Discussing a model design

#1
I am a software developer and like stats but no professional so I would like your opinon on how to build a concrete statistical model
the goal is to understand what are the most eaten foods in Austria
I would like to know what you think of my approach: I go to a supermarket and observe the cash desk for an hour and record every food that has been bought
this is my sample
the population is the overall consumption of items per food. e.g. 23000 liters of coca-cola, 600000 apples
is this a wise design? do I need to record more?
in the end i want to know the 30-percentile of the most eaten foods
How would you do it?
 

Dason

Ambassador to the humans
#2
That design actually only gives you a sample size of 1 - which really restricts the ability to inference. There is no randomization and if you're hoping to generalize to all of Austria then visiting a single supermarket isn't going to cut it.

I'm also a little confused by what you mean by the "30-percentile of the most eaten foods".
 
#3
I think that a supermarket is already optimized statistically, the shelf space costs and you have to decide what products you are putting in. Would it be better to sample the shelves to because they represent already the truth about Austrian taste?
If I go for sampling more than one supermarket how much would I need to get the accuracy required for my mission?
My mission restated: "30-percentile of the most eaten foods" I mean the the 30 percent most eaten food items in Austria. It's called the 70% percentile I think.

thank you!
 

Dason

Ambassador to the humans
#4
You most definitely need more than one supermarket. Otherwise all you're getting is a small sample from a single supermarket on a single day. Does that supermarket even carry all of the food items in Austria? Probably not. Do the people that visit that one particular supermarket really reflect a random sample of everybody in Austria? My guess is no - there is probably some community effect.

Also - if you only sample supermarkets then you're really only sampling the foods that people who shop at supermarkets get.

When you're talking about the 70th percentile of most eaten foods - I still say that isn't really a well defined quantity.
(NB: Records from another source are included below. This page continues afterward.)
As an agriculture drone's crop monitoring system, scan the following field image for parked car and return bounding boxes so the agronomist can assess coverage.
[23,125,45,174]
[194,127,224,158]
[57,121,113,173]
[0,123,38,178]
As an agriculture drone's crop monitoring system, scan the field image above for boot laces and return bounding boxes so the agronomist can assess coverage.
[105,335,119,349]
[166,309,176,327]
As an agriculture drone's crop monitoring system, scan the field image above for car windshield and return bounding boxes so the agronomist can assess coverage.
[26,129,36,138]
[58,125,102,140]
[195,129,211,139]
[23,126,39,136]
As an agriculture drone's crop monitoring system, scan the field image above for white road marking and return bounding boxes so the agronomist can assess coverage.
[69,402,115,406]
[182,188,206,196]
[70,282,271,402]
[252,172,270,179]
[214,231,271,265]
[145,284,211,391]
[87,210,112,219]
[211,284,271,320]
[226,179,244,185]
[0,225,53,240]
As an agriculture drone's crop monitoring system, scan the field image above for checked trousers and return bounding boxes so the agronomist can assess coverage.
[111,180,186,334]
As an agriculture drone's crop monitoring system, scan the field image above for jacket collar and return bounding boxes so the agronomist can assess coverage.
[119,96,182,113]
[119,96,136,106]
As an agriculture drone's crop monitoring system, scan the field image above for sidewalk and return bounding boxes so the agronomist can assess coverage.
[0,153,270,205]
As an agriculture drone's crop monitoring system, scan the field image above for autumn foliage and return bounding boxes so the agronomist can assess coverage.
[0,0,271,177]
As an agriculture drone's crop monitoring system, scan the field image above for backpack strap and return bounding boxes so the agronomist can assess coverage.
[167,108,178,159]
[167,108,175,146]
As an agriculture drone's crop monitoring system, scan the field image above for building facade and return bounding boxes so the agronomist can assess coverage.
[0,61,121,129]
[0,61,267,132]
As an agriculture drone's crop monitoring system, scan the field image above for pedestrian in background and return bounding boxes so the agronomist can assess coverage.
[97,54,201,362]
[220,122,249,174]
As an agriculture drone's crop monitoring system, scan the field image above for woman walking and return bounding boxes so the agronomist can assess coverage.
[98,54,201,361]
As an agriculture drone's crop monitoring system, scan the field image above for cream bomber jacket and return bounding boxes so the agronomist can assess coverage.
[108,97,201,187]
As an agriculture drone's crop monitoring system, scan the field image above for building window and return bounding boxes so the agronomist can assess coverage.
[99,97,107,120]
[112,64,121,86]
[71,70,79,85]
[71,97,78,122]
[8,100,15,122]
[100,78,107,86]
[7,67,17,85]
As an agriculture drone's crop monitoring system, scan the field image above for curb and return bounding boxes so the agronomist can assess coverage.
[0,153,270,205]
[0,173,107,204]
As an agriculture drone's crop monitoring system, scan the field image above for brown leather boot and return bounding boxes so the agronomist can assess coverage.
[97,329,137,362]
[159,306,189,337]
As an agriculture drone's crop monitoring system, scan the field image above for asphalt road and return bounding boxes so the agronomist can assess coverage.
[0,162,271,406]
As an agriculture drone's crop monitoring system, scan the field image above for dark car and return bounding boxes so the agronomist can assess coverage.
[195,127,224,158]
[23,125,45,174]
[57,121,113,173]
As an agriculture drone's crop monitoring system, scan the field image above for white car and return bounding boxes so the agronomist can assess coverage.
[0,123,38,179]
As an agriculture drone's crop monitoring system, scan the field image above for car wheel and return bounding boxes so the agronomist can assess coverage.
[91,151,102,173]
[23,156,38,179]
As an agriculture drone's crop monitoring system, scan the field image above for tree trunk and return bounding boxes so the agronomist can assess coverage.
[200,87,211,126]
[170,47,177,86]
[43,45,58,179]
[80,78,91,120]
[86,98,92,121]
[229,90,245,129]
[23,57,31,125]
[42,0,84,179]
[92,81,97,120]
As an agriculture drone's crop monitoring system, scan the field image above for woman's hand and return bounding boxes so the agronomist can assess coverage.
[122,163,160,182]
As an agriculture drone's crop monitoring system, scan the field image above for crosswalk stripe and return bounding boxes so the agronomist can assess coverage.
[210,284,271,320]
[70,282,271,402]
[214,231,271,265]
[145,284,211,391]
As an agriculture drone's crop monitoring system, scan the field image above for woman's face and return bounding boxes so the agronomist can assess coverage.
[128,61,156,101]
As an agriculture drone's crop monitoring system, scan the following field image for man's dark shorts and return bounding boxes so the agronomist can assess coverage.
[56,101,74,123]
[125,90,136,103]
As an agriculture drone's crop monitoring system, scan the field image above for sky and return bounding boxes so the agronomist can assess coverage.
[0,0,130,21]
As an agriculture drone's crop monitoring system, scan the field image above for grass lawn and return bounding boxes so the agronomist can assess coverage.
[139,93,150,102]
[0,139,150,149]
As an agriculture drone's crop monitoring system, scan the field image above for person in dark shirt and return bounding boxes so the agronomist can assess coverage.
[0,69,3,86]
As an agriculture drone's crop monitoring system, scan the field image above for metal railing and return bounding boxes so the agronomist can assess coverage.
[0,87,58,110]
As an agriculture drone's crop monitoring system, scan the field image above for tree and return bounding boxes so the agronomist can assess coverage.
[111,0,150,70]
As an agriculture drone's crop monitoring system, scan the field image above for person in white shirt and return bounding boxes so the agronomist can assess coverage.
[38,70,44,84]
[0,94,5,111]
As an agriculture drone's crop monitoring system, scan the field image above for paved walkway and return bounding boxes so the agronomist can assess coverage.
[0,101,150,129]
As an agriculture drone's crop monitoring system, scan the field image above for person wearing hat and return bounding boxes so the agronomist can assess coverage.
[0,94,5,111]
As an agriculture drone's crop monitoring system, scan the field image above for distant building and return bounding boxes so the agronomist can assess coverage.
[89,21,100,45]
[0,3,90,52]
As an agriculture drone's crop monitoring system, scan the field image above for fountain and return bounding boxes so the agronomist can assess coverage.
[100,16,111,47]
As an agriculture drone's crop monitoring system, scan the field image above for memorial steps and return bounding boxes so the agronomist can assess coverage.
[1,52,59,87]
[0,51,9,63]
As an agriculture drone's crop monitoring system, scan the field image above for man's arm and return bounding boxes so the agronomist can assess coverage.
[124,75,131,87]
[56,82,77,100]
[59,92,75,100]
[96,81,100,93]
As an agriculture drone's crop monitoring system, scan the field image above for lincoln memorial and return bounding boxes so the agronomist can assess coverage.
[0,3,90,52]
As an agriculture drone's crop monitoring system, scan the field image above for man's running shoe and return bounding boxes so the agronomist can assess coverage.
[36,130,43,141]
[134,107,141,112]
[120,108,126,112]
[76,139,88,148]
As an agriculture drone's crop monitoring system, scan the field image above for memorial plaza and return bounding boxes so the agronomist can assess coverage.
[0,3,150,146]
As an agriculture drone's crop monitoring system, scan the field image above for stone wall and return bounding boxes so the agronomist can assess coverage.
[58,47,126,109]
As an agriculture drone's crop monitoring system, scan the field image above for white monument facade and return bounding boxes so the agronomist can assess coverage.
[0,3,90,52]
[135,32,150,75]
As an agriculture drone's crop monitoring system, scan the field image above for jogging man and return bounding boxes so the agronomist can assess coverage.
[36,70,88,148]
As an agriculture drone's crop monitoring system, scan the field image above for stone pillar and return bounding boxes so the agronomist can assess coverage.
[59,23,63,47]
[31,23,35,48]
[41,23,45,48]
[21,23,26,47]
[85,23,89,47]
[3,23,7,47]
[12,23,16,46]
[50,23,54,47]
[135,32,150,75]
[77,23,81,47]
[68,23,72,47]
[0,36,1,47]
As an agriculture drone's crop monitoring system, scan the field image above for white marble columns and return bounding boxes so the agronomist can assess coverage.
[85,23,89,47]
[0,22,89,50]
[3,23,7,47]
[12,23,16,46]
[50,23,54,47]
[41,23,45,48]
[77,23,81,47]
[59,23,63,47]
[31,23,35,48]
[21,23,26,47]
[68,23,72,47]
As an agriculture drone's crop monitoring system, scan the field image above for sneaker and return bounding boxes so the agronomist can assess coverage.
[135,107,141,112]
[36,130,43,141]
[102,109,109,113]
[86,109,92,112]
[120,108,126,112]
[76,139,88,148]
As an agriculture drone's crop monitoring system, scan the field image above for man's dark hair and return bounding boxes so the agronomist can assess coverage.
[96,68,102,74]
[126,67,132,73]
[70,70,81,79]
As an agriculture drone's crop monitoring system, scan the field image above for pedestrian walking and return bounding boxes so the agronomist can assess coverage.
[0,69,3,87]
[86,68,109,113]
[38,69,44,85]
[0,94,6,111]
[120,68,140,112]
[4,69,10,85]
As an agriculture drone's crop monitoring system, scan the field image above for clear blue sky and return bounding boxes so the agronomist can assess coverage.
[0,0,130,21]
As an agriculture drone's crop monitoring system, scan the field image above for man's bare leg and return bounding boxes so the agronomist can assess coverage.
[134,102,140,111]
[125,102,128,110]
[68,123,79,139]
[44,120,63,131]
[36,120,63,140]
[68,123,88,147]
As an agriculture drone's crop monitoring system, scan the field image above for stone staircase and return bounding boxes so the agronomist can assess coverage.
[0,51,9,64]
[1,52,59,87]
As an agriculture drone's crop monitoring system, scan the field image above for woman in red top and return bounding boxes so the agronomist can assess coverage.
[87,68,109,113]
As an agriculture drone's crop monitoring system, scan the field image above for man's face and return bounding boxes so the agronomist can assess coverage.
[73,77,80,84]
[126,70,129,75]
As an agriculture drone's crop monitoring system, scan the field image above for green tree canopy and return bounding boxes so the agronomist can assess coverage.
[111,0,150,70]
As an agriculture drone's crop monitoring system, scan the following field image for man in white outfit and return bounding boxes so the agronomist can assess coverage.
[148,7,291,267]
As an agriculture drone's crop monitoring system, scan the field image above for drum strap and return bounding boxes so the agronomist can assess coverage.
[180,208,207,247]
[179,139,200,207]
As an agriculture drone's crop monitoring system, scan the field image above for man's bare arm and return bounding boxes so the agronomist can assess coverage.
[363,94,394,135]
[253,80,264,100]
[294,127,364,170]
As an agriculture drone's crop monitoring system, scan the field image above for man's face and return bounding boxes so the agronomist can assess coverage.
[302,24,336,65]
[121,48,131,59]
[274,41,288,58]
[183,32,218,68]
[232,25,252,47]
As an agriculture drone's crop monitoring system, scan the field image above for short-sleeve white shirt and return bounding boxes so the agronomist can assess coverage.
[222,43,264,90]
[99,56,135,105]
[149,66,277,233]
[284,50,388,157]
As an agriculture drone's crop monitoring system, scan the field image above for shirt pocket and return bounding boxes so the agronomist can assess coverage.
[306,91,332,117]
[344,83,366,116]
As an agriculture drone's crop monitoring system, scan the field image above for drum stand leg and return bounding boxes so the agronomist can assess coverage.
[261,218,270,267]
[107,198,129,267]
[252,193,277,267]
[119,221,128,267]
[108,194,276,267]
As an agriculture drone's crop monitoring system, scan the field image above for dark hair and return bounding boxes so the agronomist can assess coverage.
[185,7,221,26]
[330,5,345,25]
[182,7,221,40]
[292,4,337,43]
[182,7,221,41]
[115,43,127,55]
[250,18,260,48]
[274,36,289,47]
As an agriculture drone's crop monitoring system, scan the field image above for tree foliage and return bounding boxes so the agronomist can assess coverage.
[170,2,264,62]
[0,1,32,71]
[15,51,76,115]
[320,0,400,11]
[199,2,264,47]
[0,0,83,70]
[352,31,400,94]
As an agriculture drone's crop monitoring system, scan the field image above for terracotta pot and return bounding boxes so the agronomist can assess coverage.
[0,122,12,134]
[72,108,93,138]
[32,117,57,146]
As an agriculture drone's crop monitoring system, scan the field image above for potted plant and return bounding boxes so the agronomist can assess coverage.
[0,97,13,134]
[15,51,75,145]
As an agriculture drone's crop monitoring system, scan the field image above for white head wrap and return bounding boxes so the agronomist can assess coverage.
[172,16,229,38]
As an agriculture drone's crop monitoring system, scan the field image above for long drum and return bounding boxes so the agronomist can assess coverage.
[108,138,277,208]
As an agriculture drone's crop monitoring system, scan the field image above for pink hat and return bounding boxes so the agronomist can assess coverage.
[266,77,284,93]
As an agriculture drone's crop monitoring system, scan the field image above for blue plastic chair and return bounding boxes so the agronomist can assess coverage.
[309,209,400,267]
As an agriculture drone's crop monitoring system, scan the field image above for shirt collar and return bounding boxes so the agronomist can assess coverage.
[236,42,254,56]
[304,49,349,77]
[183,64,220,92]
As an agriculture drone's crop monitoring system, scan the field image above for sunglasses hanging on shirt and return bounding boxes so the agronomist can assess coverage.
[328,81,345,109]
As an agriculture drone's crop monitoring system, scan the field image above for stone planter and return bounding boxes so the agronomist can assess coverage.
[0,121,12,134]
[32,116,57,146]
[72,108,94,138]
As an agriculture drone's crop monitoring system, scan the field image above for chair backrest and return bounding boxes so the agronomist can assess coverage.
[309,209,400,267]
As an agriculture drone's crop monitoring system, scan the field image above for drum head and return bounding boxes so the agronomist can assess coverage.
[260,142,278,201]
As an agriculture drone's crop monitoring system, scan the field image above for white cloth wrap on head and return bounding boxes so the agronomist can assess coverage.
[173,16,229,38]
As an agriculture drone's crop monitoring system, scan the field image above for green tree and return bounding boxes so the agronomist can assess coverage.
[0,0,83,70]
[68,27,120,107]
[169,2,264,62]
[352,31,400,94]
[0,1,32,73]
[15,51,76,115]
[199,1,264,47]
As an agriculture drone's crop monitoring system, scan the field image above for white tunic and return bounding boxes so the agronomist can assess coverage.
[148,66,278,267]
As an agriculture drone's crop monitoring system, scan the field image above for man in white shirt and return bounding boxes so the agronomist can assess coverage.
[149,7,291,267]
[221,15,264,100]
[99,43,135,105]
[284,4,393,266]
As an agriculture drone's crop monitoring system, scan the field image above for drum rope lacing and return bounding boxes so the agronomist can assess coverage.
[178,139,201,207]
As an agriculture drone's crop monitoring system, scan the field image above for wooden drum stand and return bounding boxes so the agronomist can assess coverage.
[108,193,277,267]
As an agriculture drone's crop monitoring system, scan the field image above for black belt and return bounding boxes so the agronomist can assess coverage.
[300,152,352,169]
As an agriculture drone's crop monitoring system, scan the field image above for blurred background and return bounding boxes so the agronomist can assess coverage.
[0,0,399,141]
I think I understand what you're trying to say but I don't understand why you want to know that.
 
#5
When you're talking about the 70th percentile of most eaten foods - I still say that isn't really a well defined quantity. I think I understand what you're trying to say but I don't understand why you want to know that.
It is about the quality of the database. I want to be sure that the most eaten foods are in the database. the percentile is arbitrary but should do the job. I expected that you say to me, because of the sample size and the population size of austria and your 70 percentile you apply this formula to calculate the needed amount of samples. Isn't this the statesticans way? thank you.
 

fed1

TS Contributor
#6
One way would be to select (at random) say 5 supermarkets from all those in austria and repeat your experiment at each.

I wonder if supermarkets would make available a list of sold inventories for you? Standing by register might creep people out!!!
 
#7
but why 5? what must I consider when chosing the sample size? the inventory thing is not correct, I need the cash register's record, but yes I thought about this too as an alternative
 

noetsi

No cake for spunky
#8
What you have to consider when doing a sample size is how much certainty and how much error you will accept. For a given confidence level (commonly .05) a certain sample size will yield a specific error rate - how much error there is on either side of your results. And it matters how many total stores there are in your population (as well as effect size, but since you will almost never know this, it's normally set at the most conservative assumption).

Here is one tool to calculate sample size I use at work. It suggests some of the factors involved. Note that it is common to oversample if there is a particular strata that does not respond (you then statistically adjust for the oversampling). The key is here that the number given is the actual responses not the number you intend to interview. If you need 200 and you believe only 20% will respond you send out (or visit) 1,000.

http://www.raosoft.com/samplesize.html